Common Lisp, 83 74 61 58 bytes

Original: 83 bytes

I've just started learning Common Lisp, so I feel like I'm bringing a putter to a driving range. There must be some kind of recursive macro wizardry or array manipulation possible here that I'm not seeing.

This is an anonymous function that accepts a string as its input:

(lambda (s) (let ((n (- (length s) 1))) (when (> n 0) (eq (char s 0) (char s n)))))

Prettified:

(lambda (s)
  (let ((n (- (length s) 1)))
    (when (> n 0)
      (eq (char s 0)
          (char s n)))))

Would love to see a slicker solution!

Revision 1: 74 bytes

Gotta love those standard library functions!

Ugly:

(lambda (s) (when (> (length s) 0) (eq (elt s 0) (elt (reverse s) 0))))

Pretty:

(lambda (s)
  (when (> (length s) 0)
    (eq (elt s 0)
        (elt (reverse s) 0))))

Revision 1.5: 61 bytes

Whitespace!

(lambda(s)(when(>(length s)0)(eq(elt s 0)(elt(reverse s)0))))

Revision 2: 58 bytes

Ugly:

(lambda(s)(and(>(length s)0)(not(mismatch s(reverse s)))))

Pretty:

(lambda (s)
  (and (> (length s) 0)
       (not (mismatch s (reverse s)))))

That's all for now!

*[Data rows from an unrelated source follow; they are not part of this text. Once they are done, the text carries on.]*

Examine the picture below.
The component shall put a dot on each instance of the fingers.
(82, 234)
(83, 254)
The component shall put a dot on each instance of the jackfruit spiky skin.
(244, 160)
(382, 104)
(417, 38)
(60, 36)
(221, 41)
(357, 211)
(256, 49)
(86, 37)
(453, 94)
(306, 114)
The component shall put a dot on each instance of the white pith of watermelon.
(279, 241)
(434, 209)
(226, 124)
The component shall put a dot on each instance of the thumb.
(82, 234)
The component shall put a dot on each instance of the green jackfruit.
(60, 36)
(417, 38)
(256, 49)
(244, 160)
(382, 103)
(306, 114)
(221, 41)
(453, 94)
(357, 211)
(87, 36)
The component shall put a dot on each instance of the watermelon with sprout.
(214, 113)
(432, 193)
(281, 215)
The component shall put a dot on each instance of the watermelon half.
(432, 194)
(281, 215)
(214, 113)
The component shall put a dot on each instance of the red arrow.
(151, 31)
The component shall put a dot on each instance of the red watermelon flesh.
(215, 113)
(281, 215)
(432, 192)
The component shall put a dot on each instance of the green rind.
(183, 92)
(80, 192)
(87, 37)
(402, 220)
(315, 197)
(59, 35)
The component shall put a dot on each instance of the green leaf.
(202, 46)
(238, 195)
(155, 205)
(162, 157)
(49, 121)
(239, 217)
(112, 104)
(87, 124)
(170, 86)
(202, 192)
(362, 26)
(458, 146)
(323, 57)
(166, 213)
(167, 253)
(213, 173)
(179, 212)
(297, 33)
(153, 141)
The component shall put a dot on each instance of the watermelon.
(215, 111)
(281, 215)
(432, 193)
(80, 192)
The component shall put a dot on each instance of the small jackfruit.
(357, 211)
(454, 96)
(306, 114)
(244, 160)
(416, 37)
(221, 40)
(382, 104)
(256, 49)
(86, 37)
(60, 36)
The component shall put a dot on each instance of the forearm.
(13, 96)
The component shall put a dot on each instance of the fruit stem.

I think I'm smarter already.


1
Suggest if instead of and and (mismatch(reverse s)s) instead of (mismatch s(reverse s))
ceilingcat

2

AWK, 29 34 bytes

This one might be cheating slightly, because it requires invoking AWK with the option:

`-F ''`

In GNU Awk you can use the long-form synonyms:

`--field-separator=''`

So I added 5 bytes to the total to account for this.

Ugly:

NR==1{a=$1}END{print(a==$NF)}

Pretty:

NR == 1
{
    a = $1
}

END
{
    print(a == $NF)
}

1
I believe the rule is that you can use flags/options, but you need to include them in the byte count.